SeekDeep processClusters --strictErrors --dout analysis --fastqgz output.fastq.gz --overWriteDir --illumina --removeOneSampOnlyOneOffHaps --excludeCommonlyLowFreqHaplotypes --excludeLowFreqOneOffs --rescueExcludedOneOffLowFreqHaplotypes --genomeFnp /tank/data/genomes/plasmodium/genomes/pf/genomes/Pf3D7.fasta --gffFnp /tank/data/genomes/plasmodium/genomes/pf/info/gff/Pf3D7.gff --knownAminoAcidChangesFnp /tank/data/genomes/plasmodium/genomes/pf/info/pf_drug_resistant_aaPositions.tsv
The various variant calling results will be found in the output directory (above analysis) in a folder called variantCalling
:::{.callout-note}
# processClusters's objectives
processClusters takes care of several of the final steps of the SeekDeep pipeline.

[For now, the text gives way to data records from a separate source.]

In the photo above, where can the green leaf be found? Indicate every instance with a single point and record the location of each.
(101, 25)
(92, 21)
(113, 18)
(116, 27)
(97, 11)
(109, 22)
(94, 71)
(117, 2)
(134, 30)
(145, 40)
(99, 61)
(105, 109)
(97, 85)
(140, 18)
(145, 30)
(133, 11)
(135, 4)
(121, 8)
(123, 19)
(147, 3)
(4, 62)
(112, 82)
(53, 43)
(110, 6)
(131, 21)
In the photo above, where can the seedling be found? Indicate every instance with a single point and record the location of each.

* **replicate comparison** - If multiple replicates are available per sample it is able to take advantage of this and take only clusters that appear in all replicates
* **final results filtering** - A filter is applied to the final results where low frequency clusters and singlet clusters are removed. This step is applied to get rid of artifact sequence that couldn't be handled by previous extraction and clustering steps and removal of clusters marked as chimeric.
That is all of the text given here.